Monday, January 23, 2012

World and US Recession Risks


LONDON (MarketWatch) — The chief of the International Monetary Fund, Frenchwoman, Christine Lagard,  “…warned on Monday that the global economy could slide into a “1930s moment” unless Europe deals with its debt crisis and other economic powerhouses such as the U.S. and China fulfill their responsibilities.…Lagarde urged the euro zone to…adopt some form of fiscal risk-sharing, such as the creation of euro-area bonds or a debt redemption fund. “Political agreement on a joint bond to underpin risk sharing would help convince markets of the future viability of European economic and monetary union.”

<My comment: So far, that doesn’t seem likely since it is really aimed at Germany (the strong) paying to prop up other Eurozone “partners” (the weak).>

In her speech, the IMF head said that in the US, “The key policy priorities must be to relieve the burden of household debt and to deal decisively with the issue of public debt.” Full story at... 

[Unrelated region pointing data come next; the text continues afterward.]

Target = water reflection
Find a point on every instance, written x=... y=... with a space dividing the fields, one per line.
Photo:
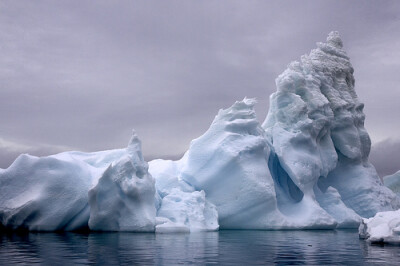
x=224 y=247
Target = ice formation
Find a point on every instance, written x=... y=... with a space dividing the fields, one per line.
x=123 y=198
x=384 y=227
x=316 y=126
x=393 y=182
x=180 y=208
x=305 y=167
x=51 y=193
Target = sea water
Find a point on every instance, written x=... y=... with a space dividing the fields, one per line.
x=340 y=247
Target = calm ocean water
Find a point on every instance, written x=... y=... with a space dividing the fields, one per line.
x=223 y=248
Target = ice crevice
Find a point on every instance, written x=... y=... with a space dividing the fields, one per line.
x=305 y=167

While things seem to be getting slowly worse in Europe, the US seems better off, given that earnings have been OK so far and the market has been on a tear upward.

Even John Hussman noted that “Leading economic evidence continues to teeter at levels that have always and only been breached in recessions, but the sharp deterioration we initially observed late last year has been followed by modest stabilization - though still near the area that has historically marked the entry to economic contraction….The interpretation best supported by the data is that recession risk remains very high based on the leading evidence and the typical outcomes that have resulted, but that the rate of deterioration has eased significantly, and it is simply unclear whether this is a temporary pause or a reversal.”  Weekly Market Comment, John Hussman, PhD, at... http://www.hussmanfunds.com/weeklyMarketComment.html

That’s positively bullish when compared to past posts, but in fairness, I am a huge fan of Dr. Hussman because of his analytic approach and we must continue to be vigilant regarding US recession.

As I’ve noted before, cyclical stocks should underperform if a recession is coming. When I look at the spread between the S&P 500 and the Morgan Stanley Cyclical Index (^CYC), I note that the ^CYC has been out-performing the S&P 500 since the 1099 October low and that out-performance has accelerated since December.  Right now, the market is betting that we won’t have a recession in the US and that is the only opinion that counts when it comes to investing.

Today the NTSM remained HOLD, and that was again caused by market action that has been straight up this month. 

I bought back into the stock market at S&P 500, 1155 on 7 Oct after the 6 Oct NTSM buy signal.  I remain 100% long in the long term portfolio (100% stocks in the 401k.). (See the page “How to Use the NTSM System” – the link is on the right side of this page). 

I am 90% long in the trading portfolio. 

Just a reminder: 100% invested in stocks is way too much for most rational folks.   Don’t do it unless you have a high tolerance for risk.